Formation Sauvegarde : module 6 : Le risque cryogénique au CSG

 À la fin de ce module, vous serez capable d'identifier le risque cryogénique et de vous protéger efficacement.

Pour commencer ce module, étudions la situation suivante : vous recevez un appel téléphonique sur votre portable alors que vous vous apprêtez à rentrer dans une zone où ce pictogramme est apposé.

Vous vous interrogez, est-ce que l'utilisation du téléphone portable présente un risque ?

Dans ce module, nous allons aborder les risques cryogéniques, les mesures de protection applicables ainsi que les bons réflexes à adopter en cas d'incident.


1. Définition


Voyons ensemble quelques définitions.

Les liquides cryogéniques sont des gaz liquéfiés conservés à l'état liquide à basse température.

Le terme "cryogénique" signifie "produisant du froid" ou " en rapport avec les basses températures". Tous les liquides cryogéniques sont extrêmement froids et peuvent atteindre des températures inférieures à -200°C.

Ces liquides sont fabriqués. Stockés et mis en œuvre au CSG pour la propulsion des lanceurs pour l'oxygène et l'hydrogène liquide des étages des lanceurs Ariane 5 et Ariane 6, et pour l'oxygène et l'azote liquide du lanceur Soyouz.

Au CSG, les ergols cryotechniques (hydrogène, azote et oxygène liquide) sont fabriqués par ALSG, Air Liquide Spatial Guyane.

Ils sont ensuite acheminés par citernes mobiles appelées RSM, réservoirs semi-mobiles sur des stockages temporaires (ELA3, ELA4 et ELS).

Lorsque des liquides cryogéniques libèrent des gaz, ces derniers sont très froids et habituellement plus lourds que l'air.

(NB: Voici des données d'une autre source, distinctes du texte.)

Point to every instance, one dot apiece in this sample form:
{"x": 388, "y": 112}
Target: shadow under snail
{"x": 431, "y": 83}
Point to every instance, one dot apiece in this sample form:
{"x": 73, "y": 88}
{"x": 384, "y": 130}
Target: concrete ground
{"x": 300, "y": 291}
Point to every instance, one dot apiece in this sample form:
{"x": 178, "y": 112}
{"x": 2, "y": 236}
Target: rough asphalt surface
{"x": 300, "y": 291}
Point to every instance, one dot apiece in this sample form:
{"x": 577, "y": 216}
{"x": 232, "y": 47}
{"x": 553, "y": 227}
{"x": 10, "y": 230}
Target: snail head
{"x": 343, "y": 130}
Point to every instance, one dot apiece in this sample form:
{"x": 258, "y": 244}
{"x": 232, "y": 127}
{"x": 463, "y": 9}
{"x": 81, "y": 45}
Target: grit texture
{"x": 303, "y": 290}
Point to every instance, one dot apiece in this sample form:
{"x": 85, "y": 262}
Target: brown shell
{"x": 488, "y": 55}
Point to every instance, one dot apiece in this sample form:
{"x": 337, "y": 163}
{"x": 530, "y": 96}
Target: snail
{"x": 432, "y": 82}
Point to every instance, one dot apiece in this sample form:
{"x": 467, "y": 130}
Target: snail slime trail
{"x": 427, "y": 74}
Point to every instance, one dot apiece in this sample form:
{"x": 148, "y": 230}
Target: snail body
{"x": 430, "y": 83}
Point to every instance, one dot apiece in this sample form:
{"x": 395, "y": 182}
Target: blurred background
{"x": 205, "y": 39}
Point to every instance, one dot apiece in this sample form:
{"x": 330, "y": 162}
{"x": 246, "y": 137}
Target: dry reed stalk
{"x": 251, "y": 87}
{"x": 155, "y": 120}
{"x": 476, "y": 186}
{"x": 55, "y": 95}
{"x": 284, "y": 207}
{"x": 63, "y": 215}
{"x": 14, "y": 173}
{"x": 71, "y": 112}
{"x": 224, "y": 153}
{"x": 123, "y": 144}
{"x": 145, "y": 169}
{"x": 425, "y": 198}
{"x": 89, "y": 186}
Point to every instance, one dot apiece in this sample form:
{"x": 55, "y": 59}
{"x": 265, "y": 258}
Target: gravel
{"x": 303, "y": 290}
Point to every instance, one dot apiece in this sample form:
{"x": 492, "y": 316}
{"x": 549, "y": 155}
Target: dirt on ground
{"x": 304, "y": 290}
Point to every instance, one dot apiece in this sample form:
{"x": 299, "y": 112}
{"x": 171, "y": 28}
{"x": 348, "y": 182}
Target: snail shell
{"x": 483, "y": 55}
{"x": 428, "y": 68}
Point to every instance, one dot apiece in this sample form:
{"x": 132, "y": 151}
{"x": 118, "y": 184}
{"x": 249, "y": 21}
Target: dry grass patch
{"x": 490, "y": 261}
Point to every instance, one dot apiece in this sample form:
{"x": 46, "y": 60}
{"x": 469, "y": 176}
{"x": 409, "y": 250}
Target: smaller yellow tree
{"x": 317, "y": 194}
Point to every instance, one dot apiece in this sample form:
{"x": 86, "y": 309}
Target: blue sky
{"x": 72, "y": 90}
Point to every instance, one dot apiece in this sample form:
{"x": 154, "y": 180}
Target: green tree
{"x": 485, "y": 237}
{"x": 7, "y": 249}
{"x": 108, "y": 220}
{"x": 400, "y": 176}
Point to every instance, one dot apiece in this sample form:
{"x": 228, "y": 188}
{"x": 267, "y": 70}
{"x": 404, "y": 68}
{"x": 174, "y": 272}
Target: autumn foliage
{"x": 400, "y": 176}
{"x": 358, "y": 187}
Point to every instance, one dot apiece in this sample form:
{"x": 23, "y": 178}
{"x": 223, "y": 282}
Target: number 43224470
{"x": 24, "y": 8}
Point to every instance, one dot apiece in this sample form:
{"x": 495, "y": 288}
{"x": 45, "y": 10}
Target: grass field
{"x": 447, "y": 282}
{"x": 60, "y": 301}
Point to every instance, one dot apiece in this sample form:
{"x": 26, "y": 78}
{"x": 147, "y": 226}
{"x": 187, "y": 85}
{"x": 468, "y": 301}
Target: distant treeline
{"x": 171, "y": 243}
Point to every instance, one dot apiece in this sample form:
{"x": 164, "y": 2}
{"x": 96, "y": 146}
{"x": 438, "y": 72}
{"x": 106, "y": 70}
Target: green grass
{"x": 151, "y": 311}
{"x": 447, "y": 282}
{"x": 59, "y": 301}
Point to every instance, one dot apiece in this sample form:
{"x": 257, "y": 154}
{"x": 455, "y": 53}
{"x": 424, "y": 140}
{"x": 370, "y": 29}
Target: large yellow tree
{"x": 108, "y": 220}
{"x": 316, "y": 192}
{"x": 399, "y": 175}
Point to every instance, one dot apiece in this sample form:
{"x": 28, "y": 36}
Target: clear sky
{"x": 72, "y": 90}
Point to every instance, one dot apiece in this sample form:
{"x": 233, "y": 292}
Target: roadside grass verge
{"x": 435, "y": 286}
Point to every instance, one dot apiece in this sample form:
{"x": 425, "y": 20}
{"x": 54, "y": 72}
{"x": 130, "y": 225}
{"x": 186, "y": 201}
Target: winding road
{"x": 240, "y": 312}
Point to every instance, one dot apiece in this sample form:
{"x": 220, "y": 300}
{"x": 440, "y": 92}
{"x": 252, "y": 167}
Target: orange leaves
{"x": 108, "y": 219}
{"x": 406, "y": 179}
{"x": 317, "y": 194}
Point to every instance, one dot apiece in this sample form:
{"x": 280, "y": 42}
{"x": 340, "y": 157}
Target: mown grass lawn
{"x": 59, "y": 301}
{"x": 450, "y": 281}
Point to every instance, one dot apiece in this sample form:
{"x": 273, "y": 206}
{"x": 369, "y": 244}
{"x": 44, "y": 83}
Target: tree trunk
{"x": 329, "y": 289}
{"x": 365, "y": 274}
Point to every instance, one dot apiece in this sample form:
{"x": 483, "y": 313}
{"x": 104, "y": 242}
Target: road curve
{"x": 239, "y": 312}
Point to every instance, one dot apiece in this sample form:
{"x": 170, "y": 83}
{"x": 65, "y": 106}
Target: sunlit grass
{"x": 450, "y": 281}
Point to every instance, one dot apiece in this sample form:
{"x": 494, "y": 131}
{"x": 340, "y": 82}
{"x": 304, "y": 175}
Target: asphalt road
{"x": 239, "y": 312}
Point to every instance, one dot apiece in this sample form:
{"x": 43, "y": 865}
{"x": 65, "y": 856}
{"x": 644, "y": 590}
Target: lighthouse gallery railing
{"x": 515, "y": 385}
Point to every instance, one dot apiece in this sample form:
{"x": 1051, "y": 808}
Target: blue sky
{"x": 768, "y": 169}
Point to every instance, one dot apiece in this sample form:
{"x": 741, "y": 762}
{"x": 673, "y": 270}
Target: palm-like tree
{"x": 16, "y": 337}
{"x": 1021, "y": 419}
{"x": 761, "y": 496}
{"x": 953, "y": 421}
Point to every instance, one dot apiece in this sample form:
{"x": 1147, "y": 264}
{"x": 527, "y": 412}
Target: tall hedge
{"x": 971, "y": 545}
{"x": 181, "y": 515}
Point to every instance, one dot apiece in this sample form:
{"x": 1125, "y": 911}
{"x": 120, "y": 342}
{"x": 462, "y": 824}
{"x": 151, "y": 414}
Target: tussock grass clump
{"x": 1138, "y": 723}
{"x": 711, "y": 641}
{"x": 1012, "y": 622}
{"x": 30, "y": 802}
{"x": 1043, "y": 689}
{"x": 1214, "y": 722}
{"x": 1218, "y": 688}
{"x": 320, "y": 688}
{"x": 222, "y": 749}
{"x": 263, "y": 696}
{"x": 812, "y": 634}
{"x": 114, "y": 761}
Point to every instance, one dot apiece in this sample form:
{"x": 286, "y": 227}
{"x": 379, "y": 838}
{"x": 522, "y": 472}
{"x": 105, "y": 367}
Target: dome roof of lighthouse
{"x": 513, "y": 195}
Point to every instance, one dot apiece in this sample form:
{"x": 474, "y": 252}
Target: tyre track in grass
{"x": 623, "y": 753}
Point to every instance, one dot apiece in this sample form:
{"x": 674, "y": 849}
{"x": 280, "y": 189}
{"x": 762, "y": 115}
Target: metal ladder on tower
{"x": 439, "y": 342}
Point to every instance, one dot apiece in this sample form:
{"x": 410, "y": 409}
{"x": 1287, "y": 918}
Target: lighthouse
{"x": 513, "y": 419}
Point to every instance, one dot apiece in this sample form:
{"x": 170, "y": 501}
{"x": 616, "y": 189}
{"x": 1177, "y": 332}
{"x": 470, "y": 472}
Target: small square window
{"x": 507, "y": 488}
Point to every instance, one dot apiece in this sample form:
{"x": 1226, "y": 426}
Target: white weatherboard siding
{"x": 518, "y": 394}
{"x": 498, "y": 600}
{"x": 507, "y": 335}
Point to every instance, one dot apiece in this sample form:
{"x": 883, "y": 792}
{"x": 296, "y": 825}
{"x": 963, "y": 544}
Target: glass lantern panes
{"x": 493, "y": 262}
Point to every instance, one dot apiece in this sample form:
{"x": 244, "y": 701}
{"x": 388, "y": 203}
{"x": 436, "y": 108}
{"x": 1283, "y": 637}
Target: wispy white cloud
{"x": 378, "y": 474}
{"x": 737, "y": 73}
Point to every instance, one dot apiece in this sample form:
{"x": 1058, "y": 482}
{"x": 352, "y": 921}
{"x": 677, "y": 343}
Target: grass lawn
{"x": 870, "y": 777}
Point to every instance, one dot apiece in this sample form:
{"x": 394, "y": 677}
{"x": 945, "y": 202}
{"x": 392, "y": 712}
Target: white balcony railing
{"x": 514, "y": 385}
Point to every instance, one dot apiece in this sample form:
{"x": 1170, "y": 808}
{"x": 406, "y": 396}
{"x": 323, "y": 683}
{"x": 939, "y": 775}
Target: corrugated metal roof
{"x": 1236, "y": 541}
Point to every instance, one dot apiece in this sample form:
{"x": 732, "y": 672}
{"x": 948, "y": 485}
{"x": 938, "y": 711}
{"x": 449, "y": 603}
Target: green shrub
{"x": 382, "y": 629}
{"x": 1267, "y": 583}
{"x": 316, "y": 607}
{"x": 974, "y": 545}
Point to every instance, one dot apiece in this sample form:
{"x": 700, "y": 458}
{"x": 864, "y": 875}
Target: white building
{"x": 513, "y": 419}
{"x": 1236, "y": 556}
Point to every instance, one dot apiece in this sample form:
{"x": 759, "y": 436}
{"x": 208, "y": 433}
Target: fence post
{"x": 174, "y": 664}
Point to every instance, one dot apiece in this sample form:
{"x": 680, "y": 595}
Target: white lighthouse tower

Ces gaz lourds et froids se dispersent mal et peuvent s'accumuler au ras du sol. Dans le cas de l'azote liquide, sa vaporisation déplace l'air ce qui crée une carence en air ou en oxygène et, par conséquent, un danger d'asphyxie par anoxie pouvant être mortel.


Les ergols cryogéniques 


L'hydrogène est particulièrement dangereux : il peut former des mélanges inflammables avec l'air sur une vaste plage de concentration (de 4 à 75% en volume) et s'enflamme très facilement. Il peut également provoquer un risque atex.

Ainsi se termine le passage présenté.